Il ministro delle finanze Suzuki invece ha spiegato che il deprezzamento dello yen è negativo per l’economia giapponese in questa fase, a prescindere dalla velocità del calo (fino ad ora invece venivano giudicati negativamente solo movimenti eccessivamente rapidi).
Contro euro lo yen questa settimana ha aperto in recupero da 147 a 145 EUR/JPY.

AUDIl dollaro australiano si è indebolito ieri, da 0,64 a 0,63 AUD/USD, sul generalizzato recupero del dollaro USA e sulla decisione della Reserve Bank of Australia di alzare i tassi anche questo mese di soli 25 pb, a 2,85%.
Le attese di consenso erano per un rialzo di 25 pb, ma alcuni previsori si aspettavano un rialzo più ampio, di 50 pb, dopo che l’inflazione aveva sorpreso verso l’alto, mostrando un aumento superiore al previsto nel 3° trimestre, da 6,1% a 7,3%.
La RBA ha spiegato la decisione con (i) l’entità della restrizione già attuata sino ad ora (275 pb di rialzo complessivi da maggio ad oggi), (ii) il lag temporale con cui la politica monetaria si trasmette all’economia, (iii) il deterioramento del quadro di crescita globale e domestico.
La RBA infatti ha sì rivisto al rialzo le previsioni di inflazione (attesa raggiungere un picco intorno all’8% per fine anno, e poi scendere a 4¾% l’anno prossimo e verso il 3% nel 2024) ma ha anche rivisto al ribasso quelle di crescita (attesa intorno al 3% quest’anno ma in ampio rallentamento a 1,5% sia nel 2023 sia nel 2024).
Tale scenario è coerente con la possibilità di nuova debolezza per il dollaro australiano nel breve, e di recupero limitato nel corso dell’anno prossimo.

 

PREVISIONI:

AREA EURO – Le stime finali dovrebbero confermare l’ampio calo del PMI manifatturiero in ottobre, a 46,6 da un precedente 48,4.
Sulla lettura aggregata ha pesato il crollo dell’indice tedesco (a 45,7 da 47,8), ma si è vista una accelerazione del ritmo di contrazione anche in Francia (a 47,4 da 47,7).
È probabile che le prime lettura per Italia e Spagna registrino anch’esse un peggioramento dell’attività rispetto al mese precedente.
In Italia vediamo un calo del PMI manifatturiero a 47,5 da un precedente 48,3.
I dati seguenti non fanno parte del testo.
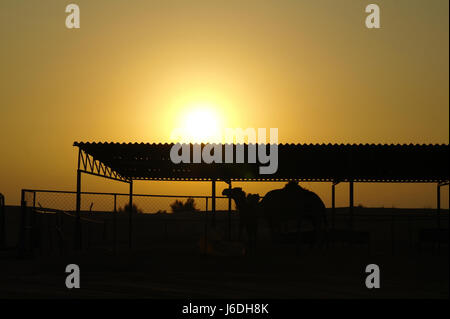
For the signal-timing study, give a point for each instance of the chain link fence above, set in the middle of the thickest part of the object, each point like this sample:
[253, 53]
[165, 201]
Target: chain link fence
[50, 219]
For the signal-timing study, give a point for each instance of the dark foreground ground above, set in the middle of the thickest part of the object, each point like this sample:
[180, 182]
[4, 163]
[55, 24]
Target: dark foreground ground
[161, 273]
[167, 262]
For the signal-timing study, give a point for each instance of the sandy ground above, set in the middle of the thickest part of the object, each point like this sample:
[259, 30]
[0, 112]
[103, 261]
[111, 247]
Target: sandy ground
[169, 264]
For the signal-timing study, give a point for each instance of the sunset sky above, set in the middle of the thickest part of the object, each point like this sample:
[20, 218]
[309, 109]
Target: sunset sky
[137, 70]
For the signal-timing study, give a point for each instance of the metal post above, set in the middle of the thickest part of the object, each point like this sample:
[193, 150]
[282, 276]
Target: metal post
[333, 205]
[213, 204]
[78, 233]
[22, 230]
[205, 244]
[351, 205]
[438, 216]
[130, 223]
[2, 222]
[115, 225]
[229, 214]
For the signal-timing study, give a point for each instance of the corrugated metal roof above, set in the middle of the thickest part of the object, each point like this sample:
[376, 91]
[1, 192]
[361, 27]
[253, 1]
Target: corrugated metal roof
[307, 162]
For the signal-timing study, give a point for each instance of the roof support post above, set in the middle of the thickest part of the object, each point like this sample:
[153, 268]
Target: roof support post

GERMANIA – Oggi il tasso di disoccupazione dovrebbe mantenersi invariato al 5,5% in ottobre; ci aspettiamo un aumento moderato del tasso dei senza lavoro nei prossimi mesi.
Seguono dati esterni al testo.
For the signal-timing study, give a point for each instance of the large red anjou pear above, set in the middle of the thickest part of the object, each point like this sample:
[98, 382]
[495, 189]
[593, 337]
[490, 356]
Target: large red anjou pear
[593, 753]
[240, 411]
STATI UNITI – La stima ADP dei nuovi occupati non agricoli privati è prevista dal consenso a 193 mila, con indicazioni di dinamica occupazionale sempre positiva, ma in rallentamento, in linea con le indicazioni delle indagini e con le crescenti preoccupazioni delle imprese per le prospettive della domanda.